Jason Bajada – Loveshit II (Blondie & The Backstabberz)

Dire que j’ai failli ne pas parler de ce nouvel album de Jason Bajada avec toutes ces sorties innombrables. On avait laissé l’auteur-compositeur-interprète originaire de Montréal avec l’album Volcano qui est paru l’année dernière (et comme d’habitude, je suis passé à côté). Cette année, il revient avec un nouvel opus Loveshit II (Blondie & The Backstabberz) interprété à la langue de Sheakspeare qui reprend là où il s’était arrêté huit ans plus tôt avec son premier volet.
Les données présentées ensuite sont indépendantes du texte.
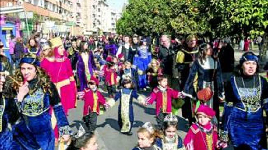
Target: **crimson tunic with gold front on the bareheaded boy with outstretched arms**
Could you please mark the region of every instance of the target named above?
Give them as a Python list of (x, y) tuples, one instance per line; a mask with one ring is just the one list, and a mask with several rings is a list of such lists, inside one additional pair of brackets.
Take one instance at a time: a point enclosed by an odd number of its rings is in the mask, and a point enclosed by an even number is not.
[(167, 87), (166, 92), (162, 92), (158, 87), (156, 87), (153, 89), (151, 95), (146, 98), (146, 102), (153, 104), (153, 102), (156, 101), (156, 115), (159, 114), (161, 109), (163, 113), (171, 113), (171, 99), (179, 98), (179, 96), (180, 92), (172, 88)]

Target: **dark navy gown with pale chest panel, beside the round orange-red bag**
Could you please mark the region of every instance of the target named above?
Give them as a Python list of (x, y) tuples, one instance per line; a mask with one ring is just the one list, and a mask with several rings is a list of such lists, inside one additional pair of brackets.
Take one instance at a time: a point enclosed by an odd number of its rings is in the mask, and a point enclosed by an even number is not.
[[(197, 89), (194, 87), (197, 75)], [(224, 99), (224, 86), (219, 61), (206, 57), (203, 63), (196, 59), (190, 69), (189, 76), (184, 85), (183, 92), (191, 98), (196, 97), (196, 91), (210, 87), (213, 92), (211, 99), (206, 104), (213, 108), (219, 119), (219, 97)]]

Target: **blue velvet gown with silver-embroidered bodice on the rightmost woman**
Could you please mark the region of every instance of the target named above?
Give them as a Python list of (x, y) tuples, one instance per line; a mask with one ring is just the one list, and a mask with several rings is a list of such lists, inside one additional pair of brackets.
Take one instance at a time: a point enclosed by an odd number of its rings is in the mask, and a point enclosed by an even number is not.
[[(252, 150), (262, 148), (265, 134), (263, 110), (268, 111), (268, 84), (259, 75), (232, 77), (226, 86), (223, 129), (225, 138), (235, 148), (247, 145)], [(222, 136), (224, 137), (224, 136)]]

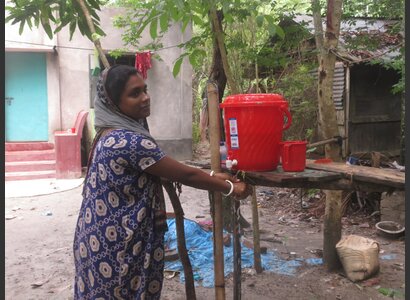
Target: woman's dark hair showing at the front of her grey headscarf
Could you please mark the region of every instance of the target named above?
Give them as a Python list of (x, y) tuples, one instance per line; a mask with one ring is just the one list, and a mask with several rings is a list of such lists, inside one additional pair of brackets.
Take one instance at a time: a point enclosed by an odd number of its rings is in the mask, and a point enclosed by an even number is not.
[(120, 97), (128, 79), (137, 74), (139, 74), (137, 69), (126, 65), (114, 65), (108, 69), (104, 87), (108, 97), (115, 105), (120, 104)]

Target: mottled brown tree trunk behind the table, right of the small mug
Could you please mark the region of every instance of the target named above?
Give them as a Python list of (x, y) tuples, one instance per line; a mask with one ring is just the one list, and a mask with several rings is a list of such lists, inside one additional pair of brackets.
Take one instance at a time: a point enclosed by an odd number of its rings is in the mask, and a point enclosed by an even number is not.
[[(335, 70), (336, 50), (339, 40), (340, 21), (342, 14), (342, 0), (328, 0), (326, 13), (326, 31), (323, 46), (318, 45), (319, 50), (319, 134), (322, 139), (330, 139), (339, 135), (337, 126), (336, 110), (333, 103), (333, 75)], [(312, 0), (312, 8), (315, 9), (315, 27), (318, 31), (321, 20), (318, 13), (317, 1)], [(319, 7), (320, 8), (320, 7)], [(320, 43), (320, 33), (316, 34), (316, 42)], [(337, 143), (326, 144), (325, 155), (333, 161), (341, 161), (341, 147)], [(342, 192), (325, 191), (326, 209), (324, 216), (324, 243), (323, 260), (329, 271), (337, 270), (341, 264), (336, 252), (336, 244), (341, 238), (342, 219)]]

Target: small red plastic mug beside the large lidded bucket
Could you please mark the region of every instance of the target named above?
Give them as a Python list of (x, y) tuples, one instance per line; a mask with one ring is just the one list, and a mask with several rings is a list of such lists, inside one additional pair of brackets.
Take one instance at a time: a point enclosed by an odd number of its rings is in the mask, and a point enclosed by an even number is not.
[(306, 167), (306, 141), (281, 143), (282, 168), (286, 172), (302, 172)]

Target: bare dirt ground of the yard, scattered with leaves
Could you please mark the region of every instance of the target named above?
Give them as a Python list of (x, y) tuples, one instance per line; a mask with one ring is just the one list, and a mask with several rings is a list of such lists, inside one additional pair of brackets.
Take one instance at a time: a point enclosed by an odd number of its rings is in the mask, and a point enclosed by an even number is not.
[[(24, 188), (24, 187), (22, 187)], [(49, 195), (5, 199), (6, 299), (72, 299), (74, 265), (72, 241), (82, 186)], [(282, 258), (318, 258), (323, 247), (323, 198), (320, 191), (304, 195), (300, 190), (258, 187), (262, 246)], [(185, 216), (209, 220), (206, 191), (183, 187), (180, 196)], [(167, 211), (172, 206), (167, 203)], [(241, 203), (251, 222), (251, 201)], [(356, 234), (380, 243), (380, 271), (364, 282), (353, 283), (342, 271), (328, 273), (323, 265), (300, 267), (295, 276), (243, 269), (242, 299), (391, 299), (382, 291), (404, 299), (405, 242), (376, 234), (377, 216), (348, 210), (342, 234)], [(252, 232), (245, 231), (252, 238)], [(226, 298), (233, 298), (232, 276), (226, 278)], [(196, 287), (197, 299), (214, 299), (213, 288)], [(162, 299), (185, 299), (179, 276), (164, 280)]]

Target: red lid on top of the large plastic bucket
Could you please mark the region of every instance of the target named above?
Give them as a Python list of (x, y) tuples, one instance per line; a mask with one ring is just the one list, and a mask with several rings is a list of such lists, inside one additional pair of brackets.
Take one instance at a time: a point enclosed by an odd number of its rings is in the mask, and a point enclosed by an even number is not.
[(279, 94), (237, 94), (225, 98), (221, 108), (249, 106), (288, 106), (285, 98)]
Comme sur le premier Loveshit en 2009, il reprend les mêmes thématiques à savoir la détresse et la trahison. Ici, il nous offre un album divisé en deux parties: une première partie nommée Blondie avec « A Collision » qui débute avec douceur et légèreté tout comme le morceau-titre très rythmé. Il est suivi de près par des morceaux joyeux et entraînants à l’image de « Painkiller », « Jojo » ou encore « Let’s Go To The Airport » ainsi que des ballades folk mélancoliques comme « Pouring Hard » et « Believe In Cake ». Sur cette première moitié de l’album, Jason Bajada relate une relation amoureuse avec une certaine Blondie qui lui causera sa perte et tout au long, il se questionne à savoir pourquoi il a été trahi de la sorte et avec des flashbacks, il commence à recoller les morceaux de l’intrigue avec une mini-conclusion de « A Collision » en version acoustique.

La seconde partie est la plus déprimante de l’opus et s’intitule The Backstabberz et c’est là que Jason Bajada exprimera toute sa détresse et ses pensées les plus noires qui le sont. C’est avec des ballades lentes et déprimantes comme « In What World Do You Savages Live Where You Thought I’d Be Cool ? » et « What’s Worse » ou encore « Help Me Feel Nothing At All », « Sandman »ainsi que le final quasi-prophétique et poisseux de « Final Breath » que l’on prend compte de l’état d’esprit dans lequel se trouve le montréalais et qu’on arrive à le contempler. Fort heureusement, on peut compter sur des titres quelque peu rythmés avec « Backstab Me », « Time Enough For Him » et étrangement le plus optimiste de tous « The Worst Year Of My Life » où il raconte que malgré toutes les galères et difficultés qu’il a pu vivre, il reste toujours debout même si ce n’est pas toujours évident. Un beau moment d’honnêteté.

En fin de compte, ce sequel de Loveshit est loin d’être une redite mais une suite logique où Jason Bajada est armé de son songwriting pour tenter de chasser ce nuage qui lui pourchasse depuis tant d’années. Peut-être qu’il reverra de l’optimisme à travers ces batailles qu’il a su mener à bien. C’est ce qu’on verra pour son prochain Loveshit, si il y aura un troisième volet bien entendu.